[music: Osama Ali, “OSudan”]
[radio program in local language – female voice]
Since Sudan’s 22-year old civil war ended in 2005,
the people of the most remote regions of the country
are desperate for news and information.
Internews has been building community radio stations
and training local reporters here since 2006 to provide
their communities with crucial information about the
peace agreement, the interim constitution, and the
resettlement of returning refugees.
The 4 radio stations that have been completed are the
first ever community radio stations to be set up in
these remote parts of Sudan, which is emerging from
one of Africa’s longest running wars.
Right after Internews trained a radio reporting team in
the Southern Sudan town of Malualkon, citizens who
were angry that free food was only going to returnees to
the area raided and looted United Nations food stores there.
The local journalists at Nhomlaau FM, had just begun
running the station hours earlier. Their timely and effective
coverage of the issue helped defuse tensions.
The reporters provided essential information to the
community and invited World Food Program staff on the air
to discuss the issue.
They also interviewed the police and other local authorities.
With the low literacy rate in Sudan, radio is the most
effective way to provide a voice to the voiceless.
But how do you bring radio to a region where there
is absolutely no electricity available?
Solar and wind are helping power four new radio stations
that Internews has set up in Southern Sudan.
Backup generators recharge battery cells on cloudy days.
Roads in these parts of Sudan are very long and arduous,
impassable in the rainy season, or simply non-existent.
All equipment has to be flown in on small planes.

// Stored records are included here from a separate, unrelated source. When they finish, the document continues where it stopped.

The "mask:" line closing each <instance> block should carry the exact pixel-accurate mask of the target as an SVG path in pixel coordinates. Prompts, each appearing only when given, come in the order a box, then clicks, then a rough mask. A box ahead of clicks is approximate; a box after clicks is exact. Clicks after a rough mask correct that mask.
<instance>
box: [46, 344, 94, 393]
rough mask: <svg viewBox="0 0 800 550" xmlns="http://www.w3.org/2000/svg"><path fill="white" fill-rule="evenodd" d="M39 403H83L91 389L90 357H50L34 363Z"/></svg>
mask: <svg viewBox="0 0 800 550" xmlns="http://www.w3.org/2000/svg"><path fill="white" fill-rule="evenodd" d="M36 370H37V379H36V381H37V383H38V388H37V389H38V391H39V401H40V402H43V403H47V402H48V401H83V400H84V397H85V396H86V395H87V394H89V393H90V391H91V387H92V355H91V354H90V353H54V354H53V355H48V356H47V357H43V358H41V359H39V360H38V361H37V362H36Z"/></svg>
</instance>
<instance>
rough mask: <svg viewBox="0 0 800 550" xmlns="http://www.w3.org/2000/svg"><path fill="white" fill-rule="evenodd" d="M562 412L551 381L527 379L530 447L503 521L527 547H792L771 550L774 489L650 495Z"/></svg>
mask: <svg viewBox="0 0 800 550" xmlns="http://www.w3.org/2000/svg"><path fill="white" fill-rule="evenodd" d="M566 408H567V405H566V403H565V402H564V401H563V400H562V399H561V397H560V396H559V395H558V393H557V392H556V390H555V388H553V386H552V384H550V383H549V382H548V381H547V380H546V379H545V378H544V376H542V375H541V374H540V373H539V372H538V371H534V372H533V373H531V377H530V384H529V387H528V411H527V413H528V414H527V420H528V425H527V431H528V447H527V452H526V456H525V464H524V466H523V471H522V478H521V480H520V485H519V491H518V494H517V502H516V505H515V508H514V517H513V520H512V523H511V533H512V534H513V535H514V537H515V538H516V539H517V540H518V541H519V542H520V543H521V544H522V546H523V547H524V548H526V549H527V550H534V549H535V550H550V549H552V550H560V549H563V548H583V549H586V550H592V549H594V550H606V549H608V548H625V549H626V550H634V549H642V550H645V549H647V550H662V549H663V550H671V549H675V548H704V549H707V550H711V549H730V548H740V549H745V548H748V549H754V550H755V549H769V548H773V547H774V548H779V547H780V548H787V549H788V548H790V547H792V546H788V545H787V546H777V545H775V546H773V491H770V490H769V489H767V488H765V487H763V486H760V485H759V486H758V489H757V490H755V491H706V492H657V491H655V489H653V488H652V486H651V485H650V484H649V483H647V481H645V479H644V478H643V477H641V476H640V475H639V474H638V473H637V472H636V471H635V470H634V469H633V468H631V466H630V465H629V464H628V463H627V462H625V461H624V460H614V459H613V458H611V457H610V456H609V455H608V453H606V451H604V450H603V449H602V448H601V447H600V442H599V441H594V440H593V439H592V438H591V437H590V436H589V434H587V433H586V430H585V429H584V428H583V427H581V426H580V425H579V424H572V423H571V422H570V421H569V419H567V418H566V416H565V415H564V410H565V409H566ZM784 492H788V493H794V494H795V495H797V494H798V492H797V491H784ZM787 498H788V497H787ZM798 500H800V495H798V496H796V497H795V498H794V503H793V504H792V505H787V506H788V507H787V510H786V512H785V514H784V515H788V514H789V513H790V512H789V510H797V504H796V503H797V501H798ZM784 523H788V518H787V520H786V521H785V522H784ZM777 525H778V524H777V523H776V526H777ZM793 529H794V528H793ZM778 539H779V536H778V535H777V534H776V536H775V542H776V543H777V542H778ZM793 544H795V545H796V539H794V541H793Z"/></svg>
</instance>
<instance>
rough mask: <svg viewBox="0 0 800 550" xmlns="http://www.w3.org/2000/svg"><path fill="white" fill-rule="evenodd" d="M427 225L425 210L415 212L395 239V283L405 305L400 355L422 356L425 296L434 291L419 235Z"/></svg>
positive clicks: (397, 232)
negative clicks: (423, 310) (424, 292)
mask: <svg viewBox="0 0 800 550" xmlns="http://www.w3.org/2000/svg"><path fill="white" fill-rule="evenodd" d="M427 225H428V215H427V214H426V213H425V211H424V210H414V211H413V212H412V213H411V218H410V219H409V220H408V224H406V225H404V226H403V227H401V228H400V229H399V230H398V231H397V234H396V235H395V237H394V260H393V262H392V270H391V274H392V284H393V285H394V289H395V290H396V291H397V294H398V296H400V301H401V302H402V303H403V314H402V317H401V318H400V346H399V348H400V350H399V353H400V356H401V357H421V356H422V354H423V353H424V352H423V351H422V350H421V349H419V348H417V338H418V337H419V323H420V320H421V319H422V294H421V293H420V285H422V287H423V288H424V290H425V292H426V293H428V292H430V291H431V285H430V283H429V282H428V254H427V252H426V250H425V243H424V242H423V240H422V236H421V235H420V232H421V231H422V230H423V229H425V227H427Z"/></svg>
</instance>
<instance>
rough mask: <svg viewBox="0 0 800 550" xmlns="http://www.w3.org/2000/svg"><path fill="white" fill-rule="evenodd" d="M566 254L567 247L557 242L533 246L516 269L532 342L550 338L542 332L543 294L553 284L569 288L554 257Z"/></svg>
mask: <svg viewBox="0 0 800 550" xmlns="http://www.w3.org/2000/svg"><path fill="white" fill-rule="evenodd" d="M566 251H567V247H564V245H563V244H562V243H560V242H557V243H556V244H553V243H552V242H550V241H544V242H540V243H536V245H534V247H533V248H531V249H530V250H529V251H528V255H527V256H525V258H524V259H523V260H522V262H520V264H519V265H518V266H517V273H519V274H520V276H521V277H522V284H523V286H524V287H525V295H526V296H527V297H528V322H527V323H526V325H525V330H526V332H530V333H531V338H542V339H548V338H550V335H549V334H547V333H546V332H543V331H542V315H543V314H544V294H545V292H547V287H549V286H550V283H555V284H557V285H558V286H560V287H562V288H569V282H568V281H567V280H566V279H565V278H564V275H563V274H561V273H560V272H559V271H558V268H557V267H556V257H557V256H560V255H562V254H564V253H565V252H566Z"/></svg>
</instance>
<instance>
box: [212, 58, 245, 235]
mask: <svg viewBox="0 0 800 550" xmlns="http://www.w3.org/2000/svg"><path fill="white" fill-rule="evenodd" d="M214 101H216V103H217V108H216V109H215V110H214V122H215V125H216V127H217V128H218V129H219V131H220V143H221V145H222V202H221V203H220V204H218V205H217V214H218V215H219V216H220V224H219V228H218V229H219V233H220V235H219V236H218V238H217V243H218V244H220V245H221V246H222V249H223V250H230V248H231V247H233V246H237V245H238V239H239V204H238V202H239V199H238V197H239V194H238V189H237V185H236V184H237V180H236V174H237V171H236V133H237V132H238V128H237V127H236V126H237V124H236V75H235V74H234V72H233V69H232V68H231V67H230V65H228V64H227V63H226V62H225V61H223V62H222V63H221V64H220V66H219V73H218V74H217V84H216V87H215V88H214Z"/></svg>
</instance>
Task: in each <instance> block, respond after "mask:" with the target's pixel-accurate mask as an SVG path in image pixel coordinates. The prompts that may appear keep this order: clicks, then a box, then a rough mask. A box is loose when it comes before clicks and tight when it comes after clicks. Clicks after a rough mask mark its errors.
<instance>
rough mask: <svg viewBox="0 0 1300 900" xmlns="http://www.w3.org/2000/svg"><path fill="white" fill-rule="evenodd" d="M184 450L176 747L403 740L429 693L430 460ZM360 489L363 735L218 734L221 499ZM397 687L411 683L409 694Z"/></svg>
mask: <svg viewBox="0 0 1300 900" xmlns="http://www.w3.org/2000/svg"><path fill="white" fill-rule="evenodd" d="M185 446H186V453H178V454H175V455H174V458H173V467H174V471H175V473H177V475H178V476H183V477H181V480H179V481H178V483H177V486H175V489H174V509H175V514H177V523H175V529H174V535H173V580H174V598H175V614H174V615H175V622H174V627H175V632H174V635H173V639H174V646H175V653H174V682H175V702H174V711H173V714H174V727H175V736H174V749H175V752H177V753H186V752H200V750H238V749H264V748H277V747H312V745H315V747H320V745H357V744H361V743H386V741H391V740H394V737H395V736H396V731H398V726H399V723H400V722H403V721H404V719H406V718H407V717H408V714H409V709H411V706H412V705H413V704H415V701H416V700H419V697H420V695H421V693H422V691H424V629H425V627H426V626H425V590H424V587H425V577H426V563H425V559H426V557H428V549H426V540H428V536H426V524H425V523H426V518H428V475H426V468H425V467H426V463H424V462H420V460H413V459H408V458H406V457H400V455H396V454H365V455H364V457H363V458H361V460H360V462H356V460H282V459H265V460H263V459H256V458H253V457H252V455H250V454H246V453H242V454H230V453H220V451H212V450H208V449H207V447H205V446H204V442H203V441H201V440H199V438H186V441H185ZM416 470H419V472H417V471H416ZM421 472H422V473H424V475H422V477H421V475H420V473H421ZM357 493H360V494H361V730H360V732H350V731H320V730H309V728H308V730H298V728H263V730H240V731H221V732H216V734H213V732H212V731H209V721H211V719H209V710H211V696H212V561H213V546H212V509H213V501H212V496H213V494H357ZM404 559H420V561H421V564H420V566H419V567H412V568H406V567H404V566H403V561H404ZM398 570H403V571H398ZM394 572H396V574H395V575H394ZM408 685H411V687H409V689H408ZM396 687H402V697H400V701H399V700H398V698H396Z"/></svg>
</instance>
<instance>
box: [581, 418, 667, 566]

At the Kauda station in the Nuba Mountains, Internews hired
more than a dozen women, to carry more than one ton of
equipment up the mountain to the remote transmission site – a
site that is entirely powered by solar and wind generated energy.
The batteries can weigh up to 64 kilos or 140 pounds.
The solar panels must be installed not only where they get
the best sun, but also where they won’t be damaged by
roaming goats and cows.
The stations currently broadcast 6 days a week, 8 hours a day
in at least 10 different languages.
Journalists are hard to come by in rural South Sudan.
At the station in Kurmuk, all five staff members were
recruited solely on the basis of their enthusiasm and a
strong desire to learn. They had to be trained from scratch.
Sammy Muraya is a professional journalist from Kenya,
who was trained and mentored by Internews.
He is working with the Kurmuk team to help launch the station.
The radio stations that Internews has founded in these remote
regions are empowering local communities with vital news and
information and a means to make their voices heard.
Two more radio stations will be built in 2009.